Abstract
Introduction
Elective laparoscopic cholecystectomy (LC) is performed routinely as day-case surgery. Most hospital trusts have a policy of no routine postoperative outpatient follow-up although there are no formal guidelines on this. The aim of this retrospective study was to identify the incidence of complications, the degree of symptom resolution and patient satisfaction with a view to formally appraising the need for outpatient follow-up.
Methods
Patients who underwent LC in the period between February 2011 and June 2012 were contacted retrospectively by telephone. A standardised questionnaire was used to ascertain the incidence of surgical site infection (SSI), other complications, symptom resolution and patient satisfaction.
Results
A total of 211 responses were collected. The rate of SSI was 7.6% (n=16), with the only specific risk factor being smoking (p=0.027). All other complications had a combined incidence of 7% (n=15). There was complete resolution of symptoms in 64% of patients. Of the 36% of patients with residual symptoms, 45% described abdominal discomfort or pain, 41% described reflux symptoms and 14% complained of diarrhoea. Patient satisfaction was very high (96%), yet 33% of patients visited their general practitioner postoperatively in relation to their surgery.
Conclusions
Patients are highly satisfied with elective day-case LC. However, SSI is not uncommon, occurring in 1 in 13 patients.
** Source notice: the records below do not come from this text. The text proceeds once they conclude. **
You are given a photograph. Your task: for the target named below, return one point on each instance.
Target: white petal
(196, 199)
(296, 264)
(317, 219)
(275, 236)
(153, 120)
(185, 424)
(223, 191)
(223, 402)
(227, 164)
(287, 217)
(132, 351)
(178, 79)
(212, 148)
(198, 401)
Although the majority of patients experience complete symptom resolution, a significant proportion do not. In our experience, routine outpatient follow-up is not required. Nevertheless, the lack of formal follow-up may prove a missed learning opportunity, potentially resulting in inappropriate patient selection for surgery.
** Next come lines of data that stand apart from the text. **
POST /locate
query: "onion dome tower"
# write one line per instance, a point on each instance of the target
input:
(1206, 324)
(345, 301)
Keywords: Laparoscopic, Cholecystectomy, Surgical site infection, Complications, Satisfaction, Follow-up
Laparoscopic cholecystectomy (LC) is the most common elective day-case laparoscopic procedure performed in the UK. 1 Although continuous advances in single port laparoscopic techniques are reported, the majority of cases are still performed in the manner first described in 1985. 2 Briefly, three or four laparoscopic ports are used to dissect Calot’s triangle and mobilise the gallbladder prior to extraction either through the epigastric port or, more commonly, the umbilical port.
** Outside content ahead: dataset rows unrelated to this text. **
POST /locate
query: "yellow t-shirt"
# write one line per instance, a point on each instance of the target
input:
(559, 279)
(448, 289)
The rates of day-case surgery have risen dramatically over the past decades; over 70% of elective surgery is now performed as a day-case procedure. 1 LC has been no exception. In our trust, 72% of elective LCs are performed as day-case surgery. The remaining 28% are admitted routinely overnight owing to co-morbidities such as a body mass index of >37kg/m2, significant heart or respiratory disease (ie ASA grades 2 or 3) or advanced age. 3
We do not routinely follow up our day-case LC patients in the outpatient department. Instead, we telephone every patient on day 1 following surgery. This allows us to check whether pain and nausea are controlled adequately, and to address any concerns of the patient. Although the lack of routine follow-up reduces waiting times for others by freeing up clinic appointments, it does mean we may not be aware of any issues unless they are significantly serious and warrant hospital admission.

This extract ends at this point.